Just as the owner of the vineyard provided all that was necessary for a bountiful harvest; a fertile hillside, proper cultivation and preparation of the soil, choice vine stocks, a watch tower and winepress, so God provides all that we need to yield the harvest of justice he seeks from each of us.

St. Brenden's Jeffry City 014Today’s readings invite us to reflect upon this goodness and fidelity of God. God has done all that is necessary for us to live good and holy lives. Nothing is lacking! He has created us in his image and likeness. He has created us for a communion of love, with Himself and with one another. Knowing our capacity for selfishness and sin, God in His great love sent His only Son not only to reveal the fullness of His love, but to be our redemption and salvation. Indeed, nothing is lacking in God’s fidelity and love.

The third point is simple; The ‘good harvest’ God now looks for is that we return love for love. Our love for God cannot simply be ‘lip service.’ Our love for God must be concrete and manifest in our love for one another. If all we do is express our love for God without putting that love into action, then we will only yield wild grapes.

There are fundamentally only two responses to God’s love: cooperation or rejection. Granted, there are many shades of response in between these two, whether indifference, apathy, or fear, but basically we are either growing in love or diminishing in love.

Part of the Providence of God and the evidence that nothing is lacking in his care for us is also seen when we reject His love, when we fail to produce the fruits of justice. In other words, we reap what we sow. When we live only for our self, God will allow that we experience His absence, not so much as a punishment, but a remedy to cause us to once again return to His love.
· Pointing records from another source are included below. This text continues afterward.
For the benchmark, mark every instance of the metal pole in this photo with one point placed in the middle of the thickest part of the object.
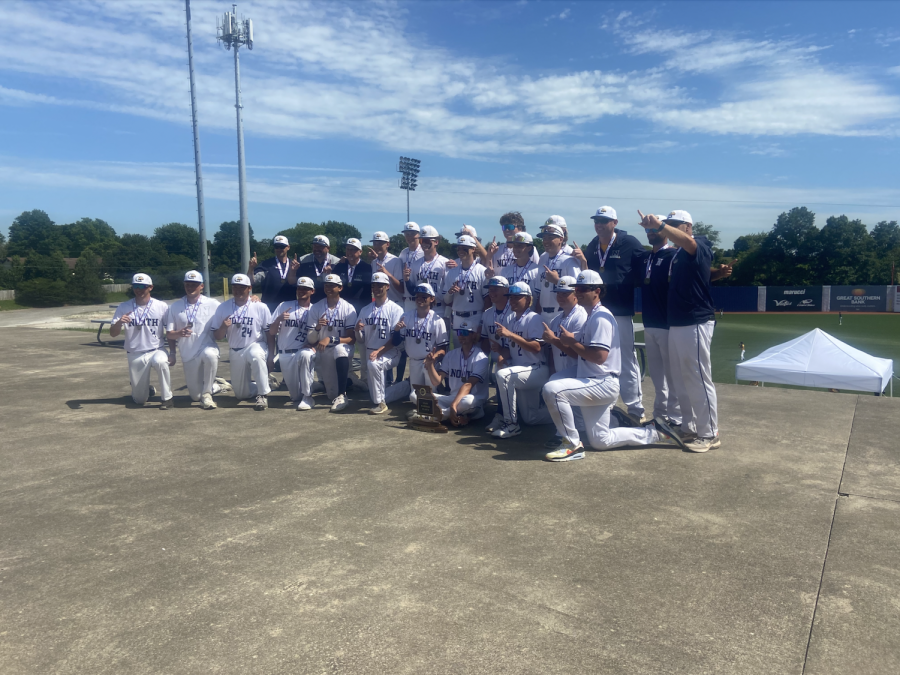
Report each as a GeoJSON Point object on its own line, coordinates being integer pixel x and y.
{"type": "Point", "coordinates": [204, 256]}
{"type": "Point", "coordinates": [242, 178]}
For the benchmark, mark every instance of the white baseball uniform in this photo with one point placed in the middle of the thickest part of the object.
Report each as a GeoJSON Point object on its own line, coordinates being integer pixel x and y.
{"type": "Point", "coordinates": [143, 337]}
{"type": "Point", "coordinates": [247, 347]}
{"type": "Point", "coordinates": [199, 352]}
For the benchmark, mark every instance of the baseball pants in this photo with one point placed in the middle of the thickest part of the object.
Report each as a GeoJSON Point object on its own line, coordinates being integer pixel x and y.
{"type": "Point", "coordinates": [139, 366]}
{"type": "Point", "coordinates": [249, 374]}
{"type": "Point", "coordinates": [595, 397]}
{"type": "Point", "coordinates": [519, 388]}
{"type": "Point", "coordinates": [630, 377]}
{"type": "Point", "coordinates": [377, 368]}
{"type": "Point", "coordinates": [200, 373]}
{"type": "Point", "coordinates": [689, 355]}
{"type": "Point", "coordinates": [666, 402]}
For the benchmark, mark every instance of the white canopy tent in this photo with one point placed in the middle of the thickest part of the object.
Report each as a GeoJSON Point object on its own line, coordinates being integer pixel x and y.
{"type": "Point", "coordinates": [817, 359]}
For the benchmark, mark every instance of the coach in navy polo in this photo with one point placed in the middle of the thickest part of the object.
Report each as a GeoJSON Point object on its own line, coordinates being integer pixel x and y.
{"type": "Point", "coordinates": [619, 258]}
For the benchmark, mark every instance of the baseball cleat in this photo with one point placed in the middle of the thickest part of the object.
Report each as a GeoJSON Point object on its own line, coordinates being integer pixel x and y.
{"type": "Point", "coordinates": [566, 452]}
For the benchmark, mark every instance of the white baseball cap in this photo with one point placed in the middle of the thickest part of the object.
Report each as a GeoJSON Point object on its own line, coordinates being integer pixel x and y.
{"type": "Point", "coordinates": [588, 278]}
{"type": "Point", "coordinates": [564, 285]}
{"type": "Point", "coordinates": [607, 212]}
{"type": "Point", "coordinates": [425, 288]}
{"type": "Point", "coordinates": [519, 288]}
{"type": "Point", "coordinates": [679, 216]}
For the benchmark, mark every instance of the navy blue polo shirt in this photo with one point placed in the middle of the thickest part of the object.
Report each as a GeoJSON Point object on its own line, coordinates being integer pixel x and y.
{"type": "Point", "coordinates": [690, 300]}
{"type": "Point", "coordinates": [655, 293]}
{"type": "Point", "coordinates": [622, 271]}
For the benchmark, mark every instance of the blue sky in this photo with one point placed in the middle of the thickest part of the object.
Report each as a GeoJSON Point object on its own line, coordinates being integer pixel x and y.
{"type": "Point", "coordinates": [733, 111]}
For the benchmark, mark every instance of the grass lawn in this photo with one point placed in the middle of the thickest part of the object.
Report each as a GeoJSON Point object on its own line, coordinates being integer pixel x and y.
{"type": "Point", "coordinates": [875, 334]}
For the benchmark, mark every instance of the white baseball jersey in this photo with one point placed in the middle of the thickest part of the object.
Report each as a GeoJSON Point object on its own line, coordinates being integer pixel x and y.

Just as the vineyard owner took away the hedge and allowed his vineyard to be trampled; no longer pruned or hoed the vineyard so that it became overgrown by thorns and briers, our failure to love exposes our lives to elements that lead only to death.

When we fail to love God and neighbor and yield only wild grapes, God’s greatest Providence is the presence of His Son in the world. As the Psalmist says today, Jesus is our ‘restoration,’ He is our ‘new life.’

Along with His Son, God created each of us with a capacity to live virtuous lives; holy lives. St .Paul summarizes for us today the things that manifest the presence of God at work in our lives. The good fruits that we are to bear are truth, honor, justice, purity, beauty and graciousness. These are the virtues that reveal the presence of God, and these are the fruits we are to bear. Let us cultivate these virtues in our lives, and then we can be confident that we are bearing good fruit and building God’s Kingdom.

Today’s Gospel ends with a severe warning; if we are not producing the fruits of God’s Kingdom, it will be taken away from us and given to those who will yield its fruits. Therefore, let us be good stewards of the many blessings God bestows upon us.